By Jacob Molyneux, senior editor
The template goes something like this: Start with a legitimate quality-of-life issue — like fitful sleep or shyness — that does not yet have its own prescription medication and is debilitating to a few people a lot of the time. Next, position the quality-of-life issue as a medical condition with symptoms so common it covers vast numbers of people who had previously not identified themselves as having a health problem, or who thought they were just experiencing an occasional and normal annoyance.
According to the rest of this article in the NY Times, the latest disorder about to enter our dictionary of accepted medical conditions is premature ejaculation (PE). Several companies are developing treatments in the form of pills or aerosol sprays. The net of nonspecific symptoms seems to have been cast fairly wide—a representative of one drug company is quoted as saying that one in three men have this condition.

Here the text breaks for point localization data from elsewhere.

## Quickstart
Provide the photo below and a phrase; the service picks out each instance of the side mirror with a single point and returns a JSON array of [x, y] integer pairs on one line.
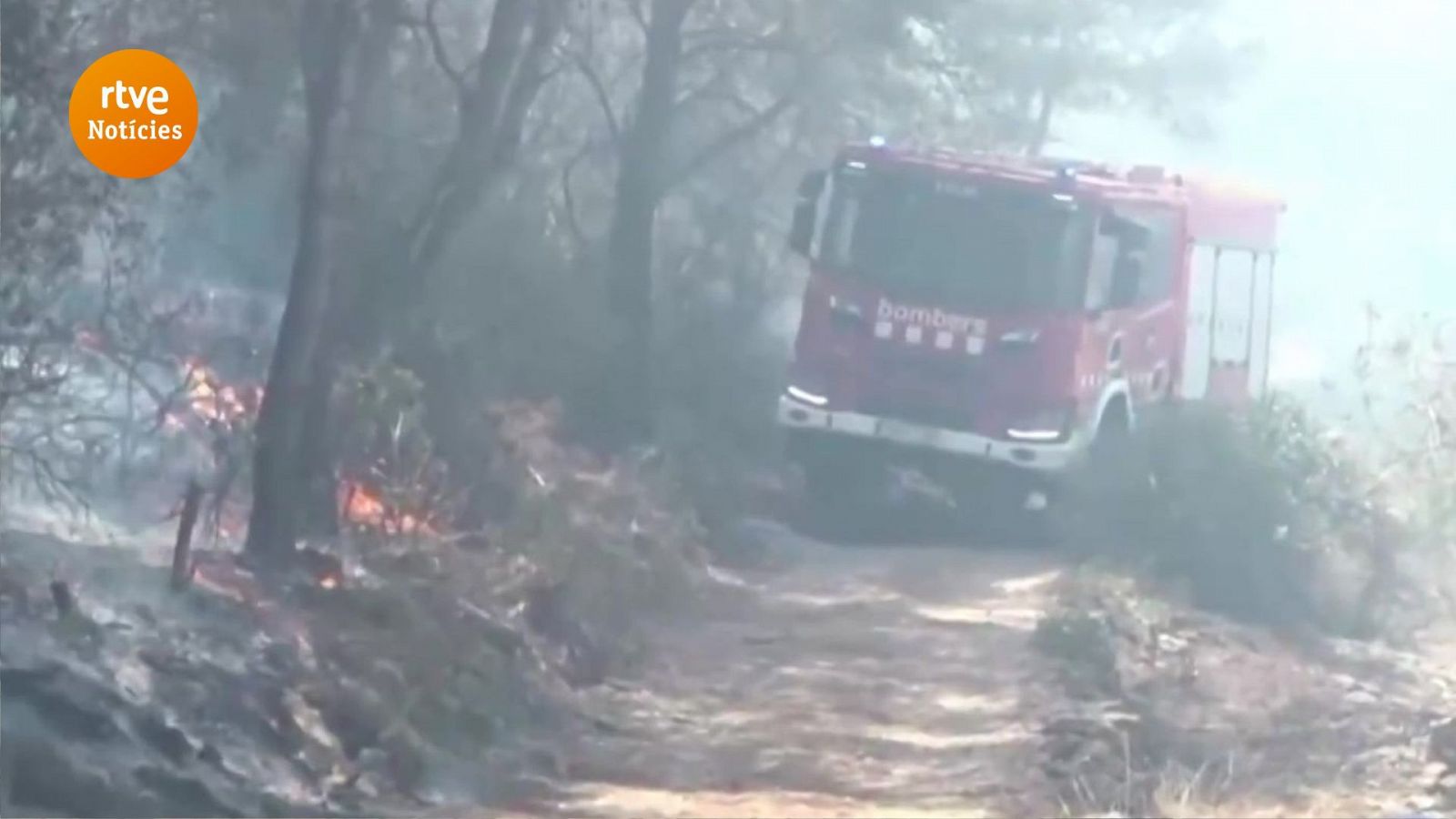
[[805, 212], [1127, 278]]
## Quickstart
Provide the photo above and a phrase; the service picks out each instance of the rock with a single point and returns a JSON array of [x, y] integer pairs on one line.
[[75, 705], [182, 796], [167, 739]]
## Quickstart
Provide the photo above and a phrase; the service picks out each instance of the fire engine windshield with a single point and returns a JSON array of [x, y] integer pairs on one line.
[[951, 241]]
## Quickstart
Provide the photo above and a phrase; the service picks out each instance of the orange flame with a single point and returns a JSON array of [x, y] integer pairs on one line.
[[364, 508], [211, 399]]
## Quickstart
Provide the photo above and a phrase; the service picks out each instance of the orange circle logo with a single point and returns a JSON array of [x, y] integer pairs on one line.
[[133, 114]]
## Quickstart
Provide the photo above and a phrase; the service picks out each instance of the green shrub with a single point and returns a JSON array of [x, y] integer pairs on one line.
[[1263, 516]]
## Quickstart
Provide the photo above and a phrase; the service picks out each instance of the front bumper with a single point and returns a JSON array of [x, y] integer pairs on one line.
[[1026, 455]]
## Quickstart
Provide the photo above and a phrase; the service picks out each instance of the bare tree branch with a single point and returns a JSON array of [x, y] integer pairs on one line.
[[439, 47], [603, 98], [728, 140]]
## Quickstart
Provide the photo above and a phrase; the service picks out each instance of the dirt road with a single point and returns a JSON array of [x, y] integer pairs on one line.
[[851, 681], [905, 681]]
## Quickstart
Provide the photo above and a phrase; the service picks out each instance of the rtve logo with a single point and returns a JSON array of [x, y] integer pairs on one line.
[[133, 114]]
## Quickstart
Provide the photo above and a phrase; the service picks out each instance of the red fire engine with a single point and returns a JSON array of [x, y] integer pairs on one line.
[[1006, 314]]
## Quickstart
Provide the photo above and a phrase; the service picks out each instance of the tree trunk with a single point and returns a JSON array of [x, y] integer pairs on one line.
[[628, 395], [273, 526], [318, 455]]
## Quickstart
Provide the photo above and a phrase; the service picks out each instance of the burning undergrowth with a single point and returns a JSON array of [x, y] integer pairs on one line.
[[389, 672]]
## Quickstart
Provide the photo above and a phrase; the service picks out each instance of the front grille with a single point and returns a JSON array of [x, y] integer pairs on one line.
[[922, 388]]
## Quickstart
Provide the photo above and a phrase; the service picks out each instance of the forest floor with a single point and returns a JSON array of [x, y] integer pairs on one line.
[[824, 680], [953, 681]]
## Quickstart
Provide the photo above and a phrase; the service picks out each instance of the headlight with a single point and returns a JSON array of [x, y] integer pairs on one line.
[[812, 398], [1041, 428]]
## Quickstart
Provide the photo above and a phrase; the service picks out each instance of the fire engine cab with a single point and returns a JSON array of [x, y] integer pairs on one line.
[[1008, 312]]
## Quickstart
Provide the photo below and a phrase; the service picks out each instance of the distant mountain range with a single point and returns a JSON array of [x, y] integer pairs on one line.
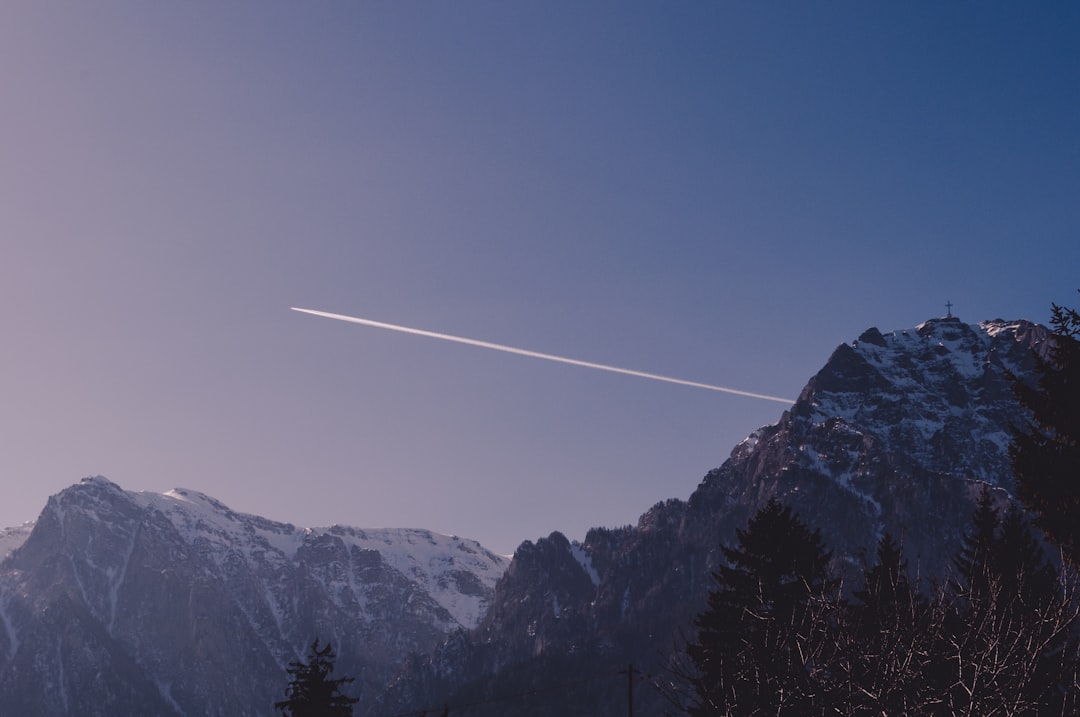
[[121, 603], [139, 604]]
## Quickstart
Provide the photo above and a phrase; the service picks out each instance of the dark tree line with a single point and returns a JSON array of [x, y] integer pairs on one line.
[[1001, 636], [312, 691], [779, 637]]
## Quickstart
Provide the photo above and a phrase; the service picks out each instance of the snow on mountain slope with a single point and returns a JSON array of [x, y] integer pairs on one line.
[[174, 604], [898, 431], [456, 572], [12, 538]]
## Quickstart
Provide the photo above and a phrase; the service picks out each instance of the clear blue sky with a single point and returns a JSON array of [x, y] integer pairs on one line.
[[718, 191]]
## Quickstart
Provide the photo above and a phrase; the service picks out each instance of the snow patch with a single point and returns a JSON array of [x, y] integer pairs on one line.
[[585, 562]]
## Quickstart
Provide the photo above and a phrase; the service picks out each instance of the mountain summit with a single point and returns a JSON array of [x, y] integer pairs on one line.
[[124, 603], [896, 432]]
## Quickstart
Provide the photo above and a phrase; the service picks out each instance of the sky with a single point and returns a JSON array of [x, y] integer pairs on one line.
[[716, 191]]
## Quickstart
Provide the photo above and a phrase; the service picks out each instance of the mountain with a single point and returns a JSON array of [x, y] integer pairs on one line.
[[896, 432], [130, 603], [146, 604]]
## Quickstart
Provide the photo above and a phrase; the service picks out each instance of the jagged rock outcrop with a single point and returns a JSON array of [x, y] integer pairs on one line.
[[896, 432]]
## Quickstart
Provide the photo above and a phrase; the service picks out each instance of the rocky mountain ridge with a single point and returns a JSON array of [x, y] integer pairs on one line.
[[124, 603], [121, 603], [898, 432]]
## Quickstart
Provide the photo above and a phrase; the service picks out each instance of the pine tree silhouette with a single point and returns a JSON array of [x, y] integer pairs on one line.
[[311, 692], [1045, 455], [757, 640]]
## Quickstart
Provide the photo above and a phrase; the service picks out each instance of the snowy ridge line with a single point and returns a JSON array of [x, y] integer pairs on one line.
[[432, 560]]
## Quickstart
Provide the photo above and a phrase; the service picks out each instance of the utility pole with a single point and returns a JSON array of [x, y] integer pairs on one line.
[[630, 690]]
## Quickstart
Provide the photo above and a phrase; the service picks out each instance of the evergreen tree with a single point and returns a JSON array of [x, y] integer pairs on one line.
[[1045, 456], [972, 564], [889, 639], [763, 640], [311, 692], [1009, 640]]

Celebrities may soon be confessing that the anxiety occasioned by PE has led to ruined marriages, depression, drug use, and even the use of prostitutes. The ironies of the media campaign to push the term PE into our medical lexicon are worth considering as our legislators debate health care reform provisions and the crisis of rising costs. Medical bankruptcy is on the rise. Many cannot afford medications they need for serious conditions like heart disease and diabetes.
It may be premature to suggest it, but it seems likely the pharmaceutical companies expect health care reform legislation to result in few new limitations on their ability to direct market their drugs to consumers, to create markets for conditions that formerly didn’t exist, and to create a whole body of ghostwritten literature that can be cited as evidence.